TiGenix NV (Euronext Brussels and Nasdaq: TIG) is an advanced biopharmaceutical company focused on developing and commercializing novel therapeutics from its proprietary platforms of allogeneic, or donor-derived, expanded stem cells. Two products from the adipose-derived stem cell technology platform are currently in clinical development: Cx601 in Phase III for the treatment of complex perianal fistulas in Crohn’s disease patients; Cx611 which has completed a Phase I sepsis challenge trial and a Phase I/II trial in rheumatoid arthritis. Effective July 31, 2015, TiGenix acquired Coretherapix, whose lead cellular product, AlloCSC-01, has concluded a Phase II clinical trial in Acute Myocardial Infarction (AMI). In addition, the second product candidate from the cardiac stem cell-based platform acquired from Coretherapix, AlloCSC-02, is being developed in a chronic indication. On July 4, 2016, TiGenix entered into a licensing agreement with Takeda, a large pharmaceutical company active in gastroenterology, under which Takeda acquired the exclusive right to commercialize Cx601 for complex perianal fistulas outside the United States. TiGenix is headquartered in Leuven (Belgium) and has operations in Madrid (Spain). For more information, please visit http://www.tigenix.com.

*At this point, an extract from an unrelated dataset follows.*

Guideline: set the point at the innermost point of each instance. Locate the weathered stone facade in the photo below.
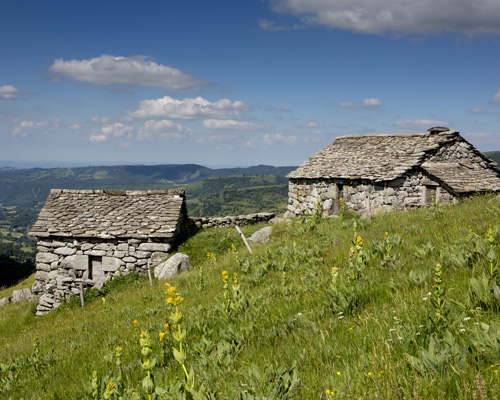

AlloCSC-01 is a cellular product consisting of adult expanded allogeneic cardiac stem cells isolated from the right atrial appendages of donors, and expanded in vitro. Pre-clinical data has shown evidence of the strong cardio-protective and immune-regulatory activity of AlloCSC-01. In vivo studies suggest that AlloCSC-01 has cardio-reparative potential by activating endogenous regenerative pathways and by promoting the formation of new cardiac tissue. In addition, AlloCSC-01 has displayed a strong tropism for the heart enabling a high retention of cells in the myocardium after intracoronary administration. About CAREMI The CAREMI trial comprised two consecutive phases: an open-label dose-escalation phase (n=6) and a 2:1 randomized, double-blind, placebo-controlled phase (n=49). The objective of this clinical trial is to evaluate the safety and the efficacy of the cardiac stem cells product AlloCSC-01 in the acute phase of ischemic heart disease. The primary safety endpoint are all-cause mortality within 30 days and percentage of patients with major adverse cardiac events (MACE) within 30 days after treatment. MACE is a broader safety endpoint that covers all-cause mortality as well as new AMI, hospitalization due to heart failure, sustained ventricular tachycardia, ventricular fibrillation and stroke. Secondary safety endpoints include percentage of patients with MACE at 6 and 12 months after treatment, all-cause mortality at 12 months after treatment and percentage of patients with AE during the study. Secondary efficacy include MRI parameters (evolution of infarct size and evolution of biomechanical parameters) and clinical parameters (including the 6 minute walking test and the New York Heart Association scale). The CAREMI study has been conducted at the Hospital General Universitario Gregorio Marañon, Madrid, UZ Leuven, Hospital de Navarra, Hospital Clínico Universitario de Valladolid, Hospital Universitario de Donostia, Hospital Universitario de Salamanca, Hospital Clínico Universitario de Valencia, and Hospital Virgen de la Victoria de Málaga. The CAREMI trial has benefitted from the support of the CARE-MI consortium (Grant Number 242038, http://www.caremiproject.eu/) funded by the Seventh Framework Programme of the European Commission under the coordination of the Centro Nacional the Investigaciones Cardiovasculares (CNIC) and the participation of research institutions and companies from nine EU countries.